Los «irmandiños» preparan el terreno para abandonar el BNG

Aplazan el debate sobre sus funciones en el frente por su asamblea


santiago / la voz

El BNG, casa común de las dos grandes sensibilidades del nacionalismo desde 1982, parece irremediablemente abocado a una ruptura. Y todo hace presagiar que se escenificará el domingo, cuando el Encontro Irmandiño, liderado por Beiras, celebre un congreso en el que debatirá su continuidad en el frente. La ejecutiva de ayer, marcada en el calendario como una cita clave para entrever qué posibilidades había de que el Bloque siguiera unido, concluyó con sensaciones poco alentadoras. Por deseo de la corriente de Beiras, la dirección acordó prorrogar el actual reparto de funciones hasta saber qué decide el Encontro Irmandiño este domingo. Una estrategia que encierra un mensaje claro de Beiras y los suyos a la UPG, el partido mayoritario: la convivencia en el frente no se restaura por un reparto in extremis de cuotas de poder.

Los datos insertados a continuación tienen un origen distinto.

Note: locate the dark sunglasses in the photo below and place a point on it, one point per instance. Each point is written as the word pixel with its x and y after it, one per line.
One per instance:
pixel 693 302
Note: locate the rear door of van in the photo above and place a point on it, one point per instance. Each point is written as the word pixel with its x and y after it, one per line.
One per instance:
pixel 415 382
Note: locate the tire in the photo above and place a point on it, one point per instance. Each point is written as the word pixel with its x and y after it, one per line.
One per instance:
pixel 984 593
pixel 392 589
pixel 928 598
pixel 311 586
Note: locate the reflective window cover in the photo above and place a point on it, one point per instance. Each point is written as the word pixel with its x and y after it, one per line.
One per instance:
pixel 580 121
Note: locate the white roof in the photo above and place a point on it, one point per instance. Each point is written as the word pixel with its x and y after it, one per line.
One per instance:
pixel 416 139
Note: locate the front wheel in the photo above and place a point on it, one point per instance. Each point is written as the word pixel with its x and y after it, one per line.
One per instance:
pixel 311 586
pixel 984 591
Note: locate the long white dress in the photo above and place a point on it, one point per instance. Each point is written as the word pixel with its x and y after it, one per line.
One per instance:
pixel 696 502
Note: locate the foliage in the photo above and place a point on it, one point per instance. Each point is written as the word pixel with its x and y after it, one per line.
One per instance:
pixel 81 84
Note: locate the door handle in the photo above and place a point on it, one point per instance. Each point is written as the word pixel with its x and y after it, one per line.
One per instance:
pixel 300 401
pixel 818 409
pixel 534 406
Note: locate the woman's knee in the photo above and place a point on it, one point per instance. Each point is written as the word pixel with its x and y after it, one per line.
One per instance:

En clave interna, los irmandiños creen que no se dan las condiciones para regenerar el BNG, con independencia de posibles gestos conciliadores. Un sentimiento que comparten sus bases y parte de la militancia de Máis Galiza, con quien forma la entente opositora a Alternativa pola Unidade, corriente liderada por la UPG. Precisamente, el partido mayoritario ha decido no dar ni un solo argumento a Beiras y los suyos para que abandonen el Bloque y están dispuestos a entablar un diálogo que permita un reparto equitativo del poder, en consonancia con lo expresado por la militancia en la última asamblea.

Con esa intención llegaron a la reunión de ayer, pero se encontraron con la petición por parte de Beiras de prorrogar el debate. Algo que deja entrever que empieza un pulso internamente para ver quién asume el coste social de una posible ruptura. Algo diferente es la situación que vive Máis Galiza, su socio en la ejecutiva, que celebrará un congreso en marzo en el que también abordará su continuidad en el Bloque. Las bases, y sobre todo la gente más joven, al igual que los irmandiños, también son partidarios de dejar el frente. Pero en la cúpula de la corriente hay voces que desaconsejan esa opción. Al menos por ahora.

Una de las incógnitas por despejar es saber qué efecto podría jugar en Máis Galiza una posible escisión del Encontro Irmandiño, algo que quedará definitivamente aclarado el domingo. En la posición que adopte está llamado a jugar un papel central Carlos Aymerich, que ayer presentó en la ejecutiva su dimisión irrevocable como portavoz parlamentario.